Boy! I wish I hadn’t read this week’s letters to the editor; a writer from Portola really broke my bubble.

Here I am, an 83-year-old baptized Christian Korean War vet from a family who served in WWII and in the Civil War and we were all Socialists. We never knew we had to be greedy capitalists in order to be real American Christians.

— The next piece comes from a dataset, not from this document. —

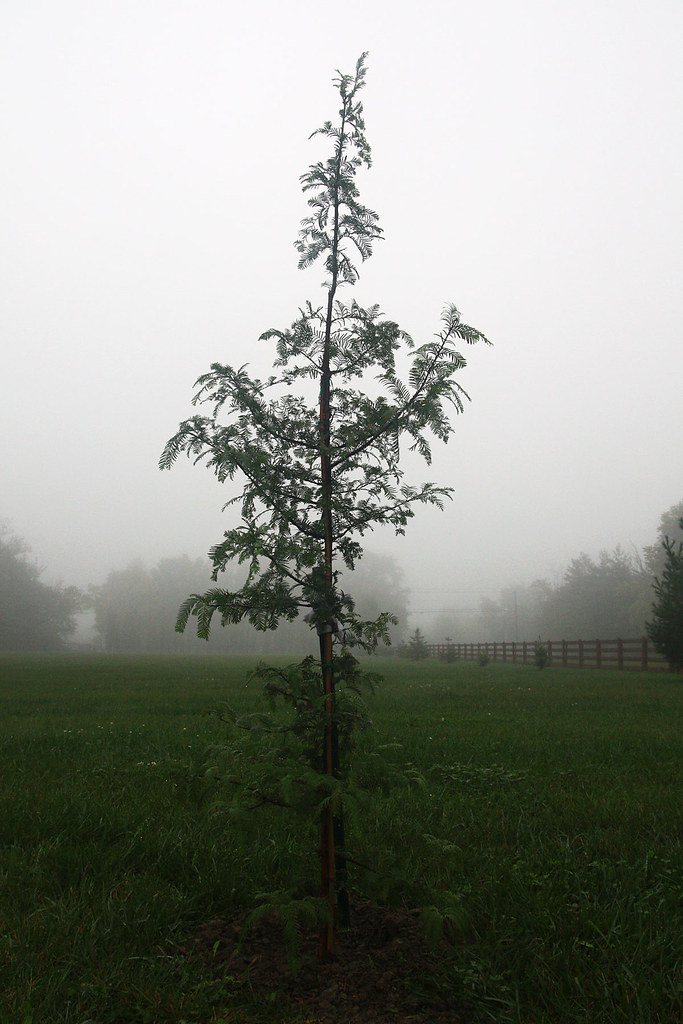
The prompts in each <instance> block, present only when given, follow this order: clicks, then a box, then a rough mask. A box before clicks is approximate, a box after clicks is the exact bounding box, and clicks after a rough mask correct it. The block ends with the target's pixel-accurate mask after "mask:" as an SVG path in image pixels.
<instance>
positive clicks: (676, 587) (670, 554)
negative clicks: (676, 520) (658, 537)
mask: <svg viewBox="0 0 683 1024" xmlns="http://www.w3.org/2000/svg"><path fill="white" fill-rule="evenodd" d="M678 525H679V527H680V529H681V531H683V518H681V519H680V520H679V523H678ZM663 547H664V550H665V564H664V569H663V570H661V574H660V575H659V577H657V578H656V579H655V581H654V588H653V589H654V597H655V601H654V603H653V605H652V621H651V622H650V623H648V624H647V635H648V636H649V638H650V640H651V641H652V643H653V644H654V646H655V647H656V649H657V650H658V651H659V653H660V654H664V655H665V657H667V658H668V659H669V662H670V664H671V666H672V667H673V668H674V669H683V542H681V541H679V542H678V544H677V543H676V542H675V541H673V540H672V539H671V538H669V537H666V538H665V540H664V542H663Z"/></svg>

I would ask the writer to read the four Gospels describing Jesus’s life, he sounds like a non-conformist Socialist to me, one might even use the term hippie today.

Frank Kortangian


“A World Turned Upside Down”*

America is not the only nation in which ignorance and insecurity are leading into mindless self-destruction. As in the days of the crusades, the world seems to have forsaken rational thought for the less demanding alternative of accepting ignorance, insecurity, fixed belief, emotion based decisions and ultimately, international chaos. Britain’s politically driven Prime Minister, Boris Johnson, has found a usable contrivance in ‘brexit,’ much as Joe McCarthy found one in ‘communism.’ Northern Ireland could well be the first major victim. President Bolsonaro, in Brazil, is deliberately destroying the rainforests of the Amazon. Australia’s P.M. has placed fossil fuel dollars ahead of healthy air, forest fires and climate warming. In Japan, the current regime is attempting to erase all evidence of the 1937 massacre of 250,000 civilians in Nanking. Millions of Muslims in India are being relentlessly persecuted by India’s fanatical Hindu regime. Russia is still sending false propaganda over the Internet and interfering in the electoral processes of America, England, France and other nations. Terrorist groups are spreading their fanatical murderous activities throughout the world.

So, Reagan had his Grenada. Bush and Cheney their deceitful and falsely proclaimed, but extremely lucrative, invasion of Iraq — an act that led to the deaths of over 100,000 innocent civilians, the rising of the ISIS and Al-Queda, and the devastation of one of the world’s greatest centers of ancient culture. Corrupt or incompetent leadership in Mexico, Pakistan, Libya, Nigeria, North Korea, Venezuela and many other nations seems to be endemic. Overpopulation, intentional ignorance, greed, religious intolerance, the Internet and insecurity are each playing a part in the disintegration of our semi-civilized world. If Trump escalates his baseless conflict with Iran, that might well be the final act of insanity.

*A popular song in England during WWI.